Headlines for state attorneys general (AGs) have been dominated by tangles with the Trump administration — from the travel ban case going to the U.S. Supreme Court to challenges to legacy regulations at federal agencies. Less visible are actions by state AGs to push forward their interests and influence in technology-oriented consumer products, particularly driverless cars.

Thrice in row this summer, state AGs have had conference panels to discuss driverless vehicles and the implications for consumers. AGs are market regulators and enforcers, and traditional defenders of their states’ consumer protection laws.

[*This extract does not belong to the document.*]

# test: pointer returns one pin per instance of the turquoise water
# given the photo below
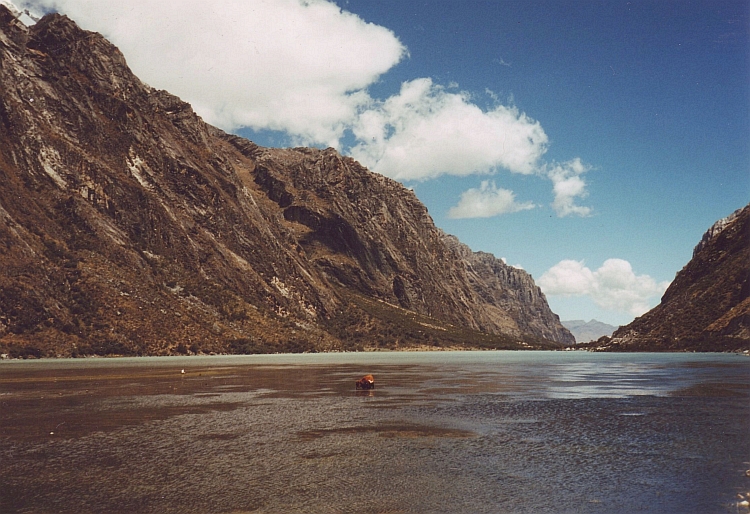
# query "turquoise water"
(508, 432)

Yet the driverless phenomenon is making it difficult for how AGs themselves should react to the seismic shift in consumer preferences where desire for efficiency, personalization and freedom is trumping traditional notions of consumer protection.

With driverless or “autonomous” vehicles, we have the Jetsons becoming reality. A fleet of cars without drivers roams the streets of Pittsburgh, and a production vehicles will show up at your door. The National Highway Traffic Safety Administration categorizes five levels of automated driving from level one, which includes cruise control, to levels four and five, in which the vehicle monitors all roadway conditions and reacts appropriately. Between the ends of this spectrum is an incremental revolution, as more and more driver assistance features are introduced into vehicles.

Along with the productivity and safety gains for those no longer seated behind a steering wheel, state AGs recognize potential privacy concerns with location data, driving habits and occupant identification that could be at risk of unauthorized use or disclosure. State AGs will also seek to defend their state laws from the preemptive effects of federal regulations that may otherwise be necessary to usher the advancement of driverless technology. With state AGs clearly having a role to influence the driverless industry and its future, proactive engagement with those AGs is critical.